Christoph M. Hoeppke

Rust order book implementation using SIMD accelerated instructions

Implementation

In this article we explore the opportunity of applying single instruction, multiple data (SIMD) vectorisation to accelerate price calculation algorithms on order book data structures. Please see here for the rust project that this article is based upon.

Order book structure

During market making, high-frequency trading (HFT), and general quantitative trading strategies it is important to have an accurate view of how orders are executed in the order book. Assuming we have an know the complete state of the order book at a given time, we can calculate the price at which our orders will execute given their volume. Let us first consider how prices form when a market order hits the order book.

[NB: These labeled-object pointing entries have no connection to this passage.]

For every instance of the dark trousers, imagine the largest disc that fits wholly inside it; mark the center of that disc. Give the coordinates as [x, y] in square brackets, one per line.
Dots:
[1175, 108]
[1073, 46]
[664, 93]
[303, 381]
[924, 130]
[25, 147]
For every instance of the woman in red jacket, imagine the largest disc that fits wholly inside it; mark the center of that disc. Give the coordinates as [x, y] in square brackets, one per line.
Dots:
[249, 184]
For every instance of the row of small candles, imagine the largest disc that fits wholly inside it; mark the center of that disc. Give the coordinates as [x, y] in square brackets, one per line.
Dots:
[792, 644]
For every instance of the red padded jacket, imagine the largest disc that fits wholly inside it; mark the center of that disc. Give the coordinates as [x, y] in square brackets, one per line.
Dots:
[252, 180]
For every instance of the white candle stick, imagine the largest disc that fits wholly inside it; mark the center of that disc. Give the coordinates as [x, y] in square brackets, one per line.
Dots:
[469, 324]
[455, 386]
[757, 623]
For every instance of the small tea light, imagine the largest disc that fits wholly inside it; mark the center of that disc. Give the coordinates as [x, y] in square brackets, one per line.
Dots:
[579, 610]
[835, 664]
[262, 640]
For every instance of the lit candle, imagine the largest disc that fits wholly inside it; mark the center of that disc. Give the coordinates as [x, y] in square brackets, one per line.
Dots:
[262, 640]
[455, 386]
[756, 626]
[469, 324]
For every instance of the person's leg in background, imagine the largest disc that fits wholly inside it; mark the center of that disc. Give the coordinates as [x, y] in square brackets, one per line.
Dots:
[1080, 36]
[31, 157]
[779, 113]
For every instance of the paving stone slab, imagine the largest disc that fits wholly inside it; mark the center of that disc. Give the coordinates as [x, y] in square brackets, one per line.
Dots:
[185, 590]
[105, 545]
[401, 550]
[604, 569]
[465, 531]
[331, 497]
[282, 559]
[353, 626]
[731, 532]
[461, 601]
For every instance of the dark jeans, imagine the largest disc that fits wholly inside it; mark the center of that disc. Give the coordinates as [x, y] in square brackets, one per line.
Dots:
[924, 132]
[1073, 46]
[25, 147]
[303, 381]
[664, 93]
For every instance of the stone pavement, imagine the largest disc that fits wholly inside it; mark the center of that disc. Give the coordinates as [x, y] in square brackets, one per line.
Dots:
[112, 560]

Let us commence by considering the example order book: \[ \begin{array}{l|l} \text{Price}& \text{Volume} \\\hline £103.00 & 25 \\ £102.50 & 45 \\ £102.00 & 35 \\ £101.50 & 50 \end{array} \] We notice a couple of things on this order book representation,
  • Prices are quantise (in this example to the nearest £0.50), so not every price can be selected when submitting an order.
  • The orders are sorted in descending (ascending for sell orders) order.
Now when we calculate the final execution price, assuming no further transaction fees, for selling 100 units of our asset, we observe that we will consume the 25 units available at £103.00, and the 45 units at £102.50 entirely. The remaining 30 units of our order will be filled by partially executing on the order at £102.00.
In summary our order is executed by consuming \[ \begin{array}{l|l} \text{Execution Price} & \text{Units} \\\hline £103.00 & 25 \\ £102.50 & 45 \\ £102.00 & 30 \end{array} \] for a final execution price of £10,247.50. Immediately after executing our order the order book will look like \[ \begin{array}{l|l} \text{Price}& \text{Volume} \\\hline £102.00 & 5 \\ £101.50 & 50 \end{array} \] Algorithms to compute execution prices are fundamental to many trading algorithms, either to exploit arbitrage opportunities between exchanges, or to execute on a signal predicted by an alpha engine. As execution speed for such opportunities is key, we want our pricing algorithm to be as performant as possible.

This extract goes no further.